Dynamic Secure Access Control and Data Sharing Through Trusted Delegation and Revocation in a Blockchain-Enabled Cloud-IoT Environment

The Internet of Things (IoT) is vulnerable to leakage of private information during data sharing. To avoid this problem, access control and secure data sharing have been introduced in IoT; however, many challenges are faced because of centralized access control and single delegator selection. Additionally, blockchain is integrated into IoT to enhance the security of the environment. For that purpose, this research proposes dynamic secure access control using the blockchain (DSA-Block) model, which performs secure access control and data sharing. Initially, the IoT device attributes and user attributes are registered at a local domain authority (LDA) for generating private and public keys using the hyperelliptic curve cryptography (HECC) algorithm, which ensures the legitimacy of the users and devices.

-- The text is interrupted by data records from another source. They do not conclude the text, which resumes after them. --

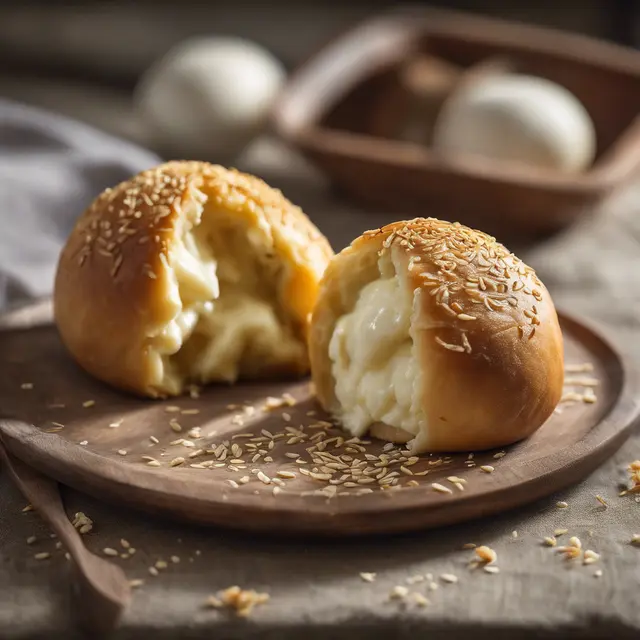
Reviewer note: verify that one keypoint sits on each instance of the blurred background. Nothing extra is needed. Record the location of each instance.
(84, 58)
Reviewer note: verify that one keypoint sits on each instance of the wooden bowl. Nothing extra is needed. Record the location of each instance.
(344, 107)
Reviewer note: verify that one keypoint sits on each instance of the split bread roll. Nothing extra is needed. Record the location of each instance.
(432, 333)
(189, 273)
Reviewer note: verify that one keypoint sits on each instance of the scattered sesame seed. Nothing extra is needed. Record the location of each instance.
(420, 600)
(486, 554)
(440, 488)
(398, 592)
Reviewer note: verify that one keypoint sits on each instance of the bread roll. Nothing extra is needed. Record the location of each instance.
(189, 273)
(432, 333)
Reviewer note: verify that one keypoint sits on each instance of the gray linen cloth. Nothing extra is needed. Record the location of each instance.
(50, 170)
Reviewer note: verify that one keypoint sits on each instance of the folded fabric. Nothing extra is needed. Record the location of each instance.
(51, 168)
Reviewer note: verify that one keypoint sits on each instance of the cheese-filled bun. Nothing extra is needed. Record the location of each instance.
(189, 273)
(432, 333)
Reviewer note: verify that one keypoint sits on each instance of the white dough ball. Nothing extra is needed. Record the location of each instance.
(207, 98)
(518, 118)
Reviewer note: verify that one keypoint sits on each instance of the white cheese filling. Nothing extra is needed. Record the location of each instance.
(376, 373)
(226, 323)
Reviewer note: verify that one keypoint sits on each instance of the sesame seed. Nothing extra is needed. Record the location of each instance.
(398, 592)
(440, 488)
(486, 554)
(590, 557)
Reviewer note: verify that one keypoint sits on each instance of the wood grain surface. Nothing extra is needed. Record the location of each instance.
(58, 419)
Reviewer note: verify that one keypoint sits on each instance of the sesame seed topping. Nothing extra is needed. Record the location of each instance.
(440, 488)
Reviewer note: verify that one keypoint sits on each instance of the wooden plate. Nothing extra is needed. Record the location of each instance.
(42, 389)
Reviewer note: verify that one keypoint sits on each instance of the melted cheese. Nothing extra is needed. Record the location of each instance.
(373, 362)
(225, 323)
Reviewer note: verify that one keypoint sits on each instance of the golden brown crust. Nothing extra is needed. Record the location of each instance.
(112, 277)
(485, 329)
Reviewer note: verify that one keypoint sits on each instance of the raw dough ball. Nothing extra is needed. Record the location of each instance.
(518, 118)
(209, 97)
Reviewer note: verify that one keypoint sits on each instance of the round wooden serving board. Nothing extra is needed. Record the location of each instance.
(41, 389)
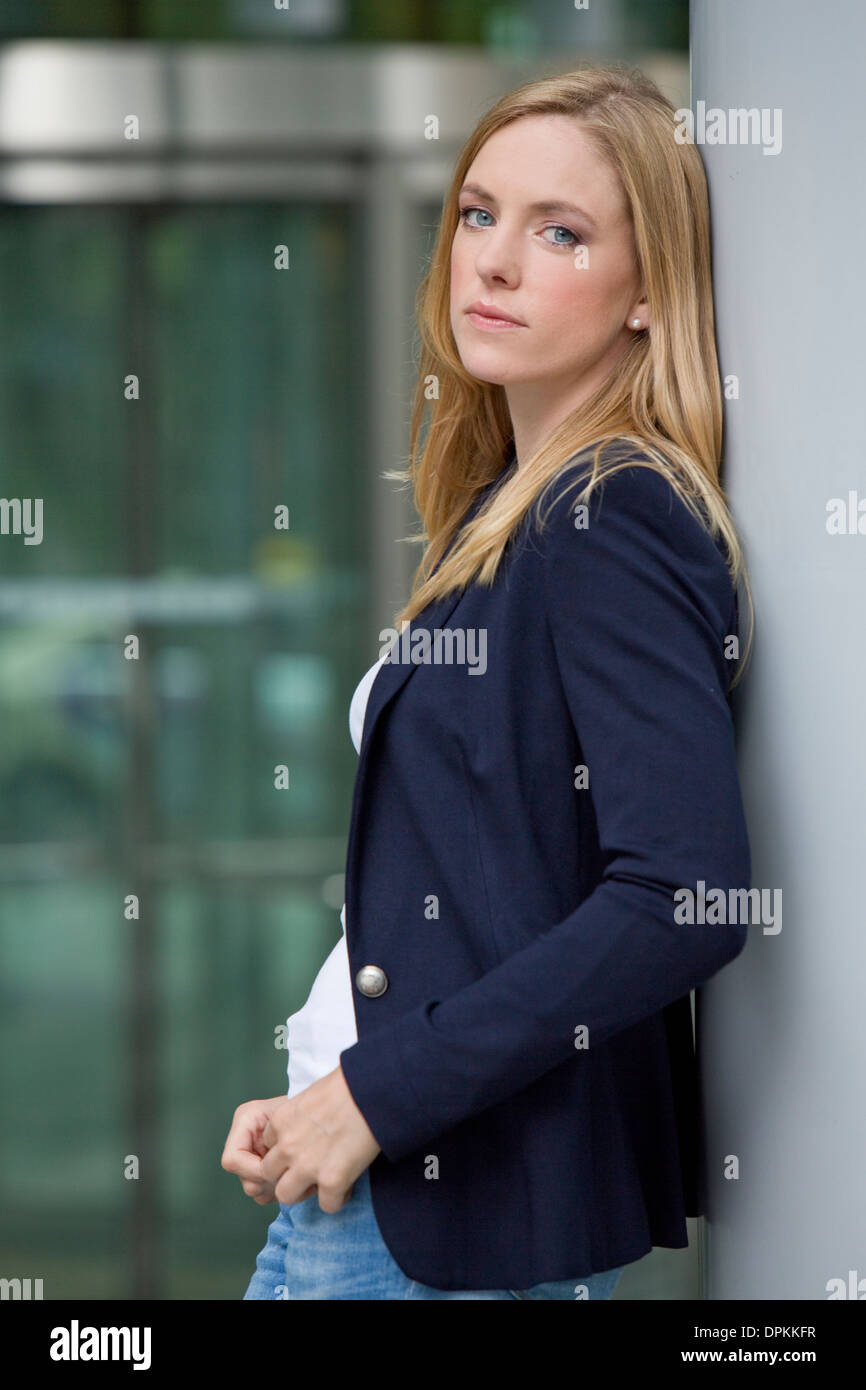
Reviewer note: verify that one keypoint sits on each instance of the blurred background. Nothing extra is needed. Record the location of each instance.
(153, 257)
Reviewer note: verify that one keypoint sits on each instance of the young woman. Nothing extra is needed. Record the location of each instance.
(492, 1087)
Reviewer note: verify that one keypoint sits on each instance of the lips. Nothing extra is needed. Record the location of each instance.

Then, the IoT devices send a request message to the edge nodes (ENs) via a gateway, which performs request filtration by validating the user's authenticity. The filtered requests are sent to the edge server to perform access delegation using rock hyraxes swarm optimization (RHSO), which selects a set of delegator nodes. The access control decision is made by using the Trusted practical Byzantine fault tolerance (PBFT) consensus algorithm. The IoT data are stored in the cloud server for secure storage, in which the data are secured using a differential privacy mechanism. Finally, dual revocations, such as user attribute revocation and user revocation, are used to maintain security. The performance of DSA-Block is evaluated and the results demonstrate that the proposed DSA-Block model achieves superior performance compared to previous works.